I opted to remain at my site, Hato Mayor del Rey, and for five solid hours Georges tore, pummeled, and destroyed this area. Eighty percent of the homes in this town of 50,000 to 60,000 were damaged or destroyed; 30 percent of the 80-plus schools in the district were destroyed and 30 percent badly damaged. Never had I witnessed such destruction by a natural force.
By 4 p.m. that day, the winds and rain had abated enough so we could go out and survey the destruction. I was staying with friends, and about a third of their zinc roof was gone. Rain was pouring in everywhere.
A neighbor across the street had one of the few houses with a concrete ceiling and, when she saw us, she immediately called to tell us to bring what we could save to her house. There were easily 30 to 40 people in her modest home, but there we came with armload after armload of clothing and bedding. Everyone brought whatever edible food they could find for all to eat. (I remember contributing bread, cheese, coffee, and Honey Nut Cheerios.)
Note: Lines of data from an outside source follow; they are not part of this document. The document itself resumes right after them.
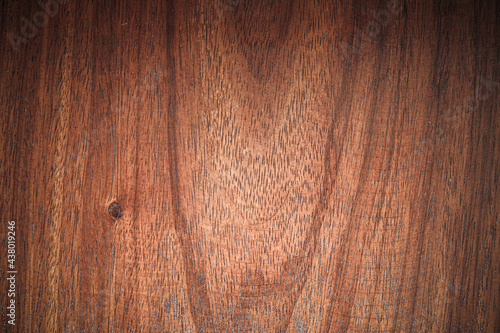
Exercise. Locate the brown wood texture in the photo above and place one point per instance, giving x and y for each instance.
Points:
(251, 166)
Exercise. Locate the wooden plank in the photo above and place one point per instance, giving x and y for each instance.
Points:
(233, 165)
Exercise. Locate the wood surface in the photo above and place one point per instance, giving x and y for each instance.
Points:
(251, 166)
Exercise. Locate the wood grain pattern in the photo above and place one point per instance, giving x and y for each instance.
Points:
(281, 166)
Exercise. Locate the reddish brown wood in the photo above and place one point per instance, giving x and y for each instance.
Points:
(234, 165)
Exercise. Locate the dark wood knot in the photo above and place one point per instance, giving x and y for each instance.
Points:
(115, 210)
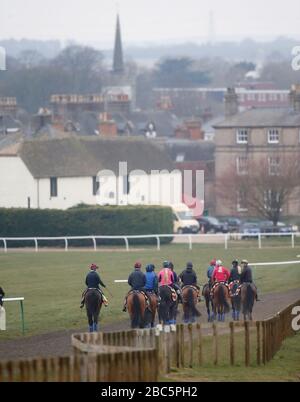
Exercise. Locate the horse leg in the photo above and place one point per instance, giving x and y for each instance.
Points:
(90, 319)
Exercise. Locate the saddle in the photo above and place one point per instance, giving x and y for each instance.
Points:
(173, 293)
(216, 285)
(195, 288)
(232, 284)
(147, 299)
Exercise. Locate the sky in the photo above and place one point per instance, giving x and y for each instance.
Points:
(148, 21)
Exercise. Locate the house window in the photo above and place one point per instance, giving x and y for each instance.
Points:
(273, 136)
(53, 186)
(241, 201)
(274, 165)
(96, 186)
(242, 165)
(242, 136)
(180, 158)
(126, 185)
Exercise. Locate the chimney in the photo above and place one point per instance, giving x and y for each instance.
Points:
(295, 98)
(231, 102)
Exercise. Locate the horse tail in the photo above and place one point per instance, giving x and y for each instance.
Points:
(223, 299)
(191, 303)
(136, 316)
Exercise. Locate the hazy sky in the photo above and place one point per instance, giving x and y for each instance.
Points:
(147, 20)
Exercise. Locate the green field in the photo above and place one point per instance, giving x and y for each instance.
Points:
(52, 282)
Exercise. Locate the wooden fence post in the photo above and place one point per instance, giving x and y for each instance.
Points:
(232, 345)
(247, 344)
(215, 344)
(200, 345)
(258, 343)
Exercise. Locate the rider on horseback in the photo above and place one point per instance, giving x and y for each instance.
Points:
(176, 285)
(235, 273)
(151, 279)
(137, 281)
(220, 274)
(93, 281)
(210, 271)
(188, 277)
(246, 276)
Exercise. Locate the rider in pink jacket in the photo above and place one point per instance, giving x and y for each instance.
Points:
(165, 276)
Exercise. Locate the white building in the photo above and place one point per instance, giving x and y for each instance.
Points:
(61, 173)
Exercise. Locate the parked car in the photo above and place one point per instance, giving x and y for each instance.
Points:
(209, 224)
(268, 227)
(233, 224)
(184, 221)
(249, 230)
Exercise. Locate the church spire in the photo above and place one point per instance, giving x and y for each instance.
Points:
(118, 64)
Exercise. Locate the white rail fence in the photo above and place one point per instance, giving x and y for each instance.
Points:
(190, 238)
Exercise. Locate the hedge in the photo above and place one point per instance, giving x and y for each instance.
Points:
(101, 221)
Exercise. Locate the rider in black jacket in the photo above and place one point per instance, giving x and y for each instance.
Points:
(246, 276)
(92, 281)
(137, 281)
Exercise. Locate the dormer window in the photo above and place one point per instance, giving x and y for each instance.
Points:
(242, 136)
(273, 136)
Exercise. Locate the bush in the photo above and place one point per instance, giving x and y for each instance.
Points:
(98, 221)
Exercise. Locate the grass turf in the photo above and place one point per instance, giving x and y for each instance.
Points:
(52, 282)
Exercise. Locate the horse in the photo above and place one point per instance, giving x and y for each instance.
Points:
(167, 308)
(248, 294)
(220, 301)
(235, 300)
(208, 302)
(93, 304)
(190, 299)
(139, 311)
(153, 307)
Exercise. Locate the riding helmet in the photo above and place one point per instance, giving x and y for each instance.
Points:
(150, 268)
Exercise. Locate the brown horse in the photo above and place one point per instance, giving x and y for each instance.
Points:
(153, 307)
(93, 304)
(221, 301)
(139, 312)
(248, 295)
(190, 300)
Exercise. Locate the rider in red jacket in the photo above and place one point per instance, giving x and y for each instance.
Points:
(220, 274)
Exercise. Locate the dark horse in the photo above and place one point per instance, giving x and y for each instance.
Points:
(190, 299)
(139, 312)
(235, 300)
(93, 304)
(248, 295)
(167, 308)
(208, 302)
(221, 301)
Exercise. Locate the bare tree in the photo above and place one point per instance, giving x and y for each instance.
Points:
(263, 188)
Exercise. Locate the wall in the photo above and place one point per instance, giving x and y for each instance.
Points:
(16, 184)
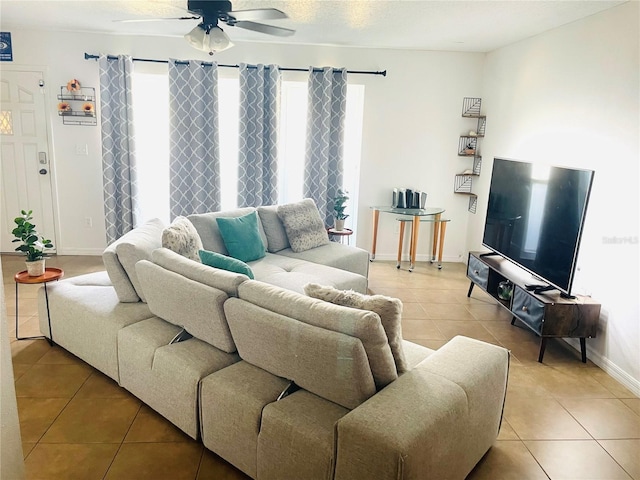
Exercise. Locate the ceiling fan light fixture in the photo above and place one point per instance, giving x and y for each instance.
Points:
(208, 38)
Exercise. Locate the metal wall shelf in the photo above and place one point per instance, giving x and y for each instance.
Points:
(77, 100)
(469, 146)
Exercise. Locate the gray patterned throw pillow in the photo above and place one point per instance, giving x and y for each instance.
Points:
(182, 237)
(303, 225)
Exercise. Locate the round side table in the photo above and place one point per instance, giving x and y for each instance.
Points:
(51, 274)
(341, 234)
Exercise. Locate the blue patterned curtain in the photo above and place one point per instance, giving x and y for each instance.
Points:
(258, 145)
(327, 105)
(194, 159)
(118, 146)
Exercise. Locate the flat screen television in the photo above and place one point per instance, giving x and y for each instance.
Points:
(535, 217)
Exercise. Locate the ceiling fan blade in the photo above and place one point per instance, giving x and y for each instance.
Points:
(262, 28)
(139, 20)
(258, 14)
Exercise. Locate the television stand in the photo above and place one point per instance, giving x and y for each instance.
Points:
(546, 313)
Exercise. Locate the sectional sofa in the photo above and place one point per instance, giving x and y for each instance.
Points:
(279, 383)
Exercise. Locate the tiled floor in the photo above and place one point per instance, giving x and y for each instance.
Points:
(563, 419)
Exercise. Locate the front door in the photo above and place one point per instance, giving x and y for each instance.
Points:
(25, 173)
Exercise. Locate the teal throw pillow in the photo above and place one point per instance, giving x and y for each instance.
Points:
(224, 262)
(241, 237)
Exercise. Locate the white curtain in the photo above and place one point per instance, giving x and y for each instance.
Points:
(194, 159)
(118, 145)
(327, 105)
(258, 145)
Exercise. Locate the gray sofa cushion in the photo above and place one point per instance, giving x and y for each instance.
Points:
(294, 274)
(389, 309)
(214, 277)
(333, 254)
(361, 324)
(273, 228)
(187, 303)
(305, 229)
(182, 237)
(209, 232)
(327, 363)
(121, 256)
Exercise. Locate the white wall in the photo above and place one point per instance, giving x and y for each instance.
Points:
(571, 97)
(411, 124)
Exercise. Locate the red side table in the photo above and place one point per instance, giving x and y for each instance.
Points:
(51, 274)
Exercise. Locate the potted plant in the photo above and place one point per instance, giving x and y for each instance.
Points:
(339, 206)
(33, 245)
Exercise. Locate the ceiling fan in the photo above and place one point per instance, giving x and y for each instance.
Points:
(209, 37)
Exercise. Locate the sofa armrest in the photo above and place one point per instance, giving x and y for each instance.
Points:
(436, 421)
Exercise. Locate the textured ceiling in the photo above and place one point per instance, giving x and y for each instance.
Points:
(473, 26)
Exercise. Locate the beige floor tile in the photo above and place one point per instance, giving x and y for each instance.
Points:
(20, 369)
(604, 418)
(36, 416)
(576, 460)
(156, 461)
(431, 296)
(523, 381)
(468, 328)
(536, 418)
(28, 327)
(432, 344)
(507, 460)
(489, 312)
(421, 329)
(507, 333)
(99, 385)
(65, 461)
(404, 294)
(28, 351)
(149, 426)
(507, 432)
(27, 447)
(447, 311)
(571, 383)
(93, 420)
(626, 453)
(611, 384)
(52, 381)
(212, 467)
(59, 356)
(413, 311)
(633, 404)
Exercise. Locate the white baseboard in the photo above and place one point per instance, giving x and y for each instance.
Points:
(81, 251)
(419, 258)
(608, 367)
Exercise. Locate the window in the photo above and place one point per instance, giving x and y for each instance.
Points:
(151, 123)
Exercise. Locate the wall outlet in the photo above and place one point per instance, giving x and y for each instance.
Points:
(82, 149)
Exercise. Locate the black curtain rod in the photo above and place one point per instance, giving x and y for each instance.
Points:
(88, 56)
We knew there was no hope for electricity for a long time, but by the third day with no water, this became critical. My friends and I had small reserves and everyone collected all the rainwater they could. Neighbor lent to neighbor, sometimes only enough to brew coffee or boil a pot of rice.
In Hato Mayor, the Peace Corps established three rural food distribution centers, rented a large truck, and made a total of four round trips from Santo Domingo to rural areas to distribute some 7,000 food bags. My schoolteacher friend and a friend of his worked 15-hour days with me, and never once did I hear a complaint. People were hurting and they had found a way to help. No further incentive was needed.
My boss at the Peace Corps office had asked me to survey the schools and assess possibilities of repair. Within one month after Georges, a comprehensive program was in effect; through donations, the Peace Corps would supply materials to repair eight rural schools and the communities provided free labor. I also contacted private schools in Santo Domingo, which were generous in supplying textbooks and school supplies to replace what had been lost or destroyed. By the end of 1998, 1,500 rural students were back in newly renovated schools. The Peace Corps program to rebuild hurricane-damaged schools was a perfect example of community strength pulled together for a common cause. At community meetings prior to the renovation of a school, we worked with community leaders and set up committees. The result was awe-inspiring. People were nailing on zinc sheets for a new school roof while others were painting, repairing windows, and hauling debris.
I was most fortunate to have been able to be a part of all this, to have been able to witness firsthand the generosity and concern of one human being for another.